If the response does not mention CleanBrowsing (or returns your ISP's information), your DNS traffic is being intercepted.

Solutions

• Use DNS-over-HTTPS (DoH): DoH sends DNS queries over HTTPS (port 443), which ISPs cannot distinguish from normal web traffic. See Step 6 below.
• Use DNS-over-TLS (DoT): DoT uses port 853. Some ISPs don't intercept this port. Configure with hostname family-filter-dns.cleanbrowsing.org (or the equivalent for your filter level).
• Contact your ISP: Ask if they offer an option to disable transparent DNS proxying. Some ISPs provide this as an account setting.
• Use a VPN: A VPN tunnels all traffic (including DNS) through an encrypted connection, bypassing ISP interception entirely.
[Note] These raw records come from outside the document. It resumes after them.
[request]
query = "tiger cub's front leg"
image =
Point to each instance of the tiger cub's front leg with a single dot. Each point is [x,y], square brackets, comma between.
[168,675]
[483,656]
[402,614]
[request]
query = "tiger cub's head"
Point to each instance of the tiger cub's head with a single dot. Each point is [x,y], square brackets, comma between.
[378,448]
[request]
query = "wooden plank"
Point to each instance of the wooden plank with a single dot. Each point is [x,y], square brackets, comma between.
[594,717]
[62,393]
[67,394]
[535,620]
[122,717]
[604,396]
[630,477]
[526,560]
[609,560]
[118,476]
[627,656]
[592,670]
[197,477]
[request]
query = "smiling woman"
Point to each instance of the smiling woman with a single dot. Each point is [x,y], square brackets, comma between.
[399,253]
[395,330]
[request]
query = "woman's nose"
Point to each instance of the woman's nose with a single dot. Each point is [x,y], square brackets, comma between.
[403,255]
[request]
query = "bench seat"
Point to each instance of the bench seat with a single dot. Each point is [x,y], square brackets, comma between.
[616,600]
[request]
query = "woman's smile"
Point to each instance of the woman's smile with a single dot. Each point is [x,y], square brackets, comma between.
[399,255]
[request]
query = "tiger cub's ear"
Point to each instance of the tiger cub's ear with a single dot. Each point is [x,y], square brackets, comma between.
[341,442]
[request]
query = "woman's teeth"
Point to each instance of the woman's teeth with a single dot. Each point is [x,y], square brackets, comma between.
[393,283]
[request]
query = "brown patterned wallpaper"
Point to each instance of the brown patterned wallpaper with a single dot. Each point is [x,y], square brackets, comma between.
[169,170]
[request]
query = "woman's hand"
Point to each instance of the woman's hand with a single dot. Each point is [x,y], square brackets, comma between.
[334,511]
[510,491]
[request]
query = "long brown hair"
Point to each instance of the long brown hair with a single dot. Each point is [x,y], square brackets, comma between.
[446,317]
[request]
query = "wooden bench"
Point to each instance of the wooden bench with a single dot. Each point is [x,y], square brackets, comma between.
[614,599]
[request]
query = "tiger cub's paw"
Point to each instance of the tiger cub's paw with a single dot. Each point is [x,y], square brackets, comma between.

Step 5: DNS Forwarder Configuration

If you're using CleanBrowsing as an upstream forwarder (through Windows Server DNS, a firewall, Pi-hole, or another DNS appliance), additional considerations apply.

Isolate the Forwarder

First, determine whether the issue is with CleanBrowsing or with your forwarder:

1. Set CleanBrowsing DNS directly on a single workstation (bypass the forwarder)
2. Test DNS resolution from that workstation
3. If direct DNS works but the forwarder doesn't, the issue is in your forwarder configuration

Common Forwarder Issues

• DNS IP typo: Double-check the IPs. A common mistake is 185.168 instead of 185.228
• Forwarder timeout too short: If the forwarder's upstream timeout is set below 3 seconds, occasional slow responses may cause failures. Set the timeout to at least 5 seconds.
• DNSSEC validation conflict: If your forwarder performs DNSSEC validation and CleanBrowsing's filtered responses don't match the original DNSSEC signatures, queries may fail. Configure the forwarder to trust CleanBrowsing as an upstream resolver without re-validating.
• Source IP not registered: For paid accounts, CleanBrowsing identifies your account by public IP. If the forwarder sends DNS queries from a different public IP than what's registered in your dashboard, the queries won't match your account.

Windows Server DNS Role

If you're using the Windows Server DNS role as a forwarder:

1. Open DNS Manager > right-click your server > Properties > Forwarders tab
2. Add 185.228.168.168 and 185.228.169.168
3. Set the forwarder timeout to at least 5 seconds
4. Ensure "Use root hints if no forwarders are available" is checked as a fallback

Step 6: Encrypted DNS (DoH / DoT)

If port 53 is blocked by your ISP or firewall and you can't change the firewall rules, encrypted DNS provides an alternative path.

DNS-over-HTTPS (DoH)

DoH sends DNS queries over HTTPS (port 443). Since this is the same port used for all web traffic, it's almost never blocked by firewalls or ISPs.

For paid accounts, your custom DoH URL is available in your dashboard.

To configure DoH on Apple devices, use our Apple DNS Configurator to generate a .mobileconfig profile.

DNS-over-TLS (DoT)

DoT uses port 853. It's supported natively on Android 9+ (Private DNS) and many routers.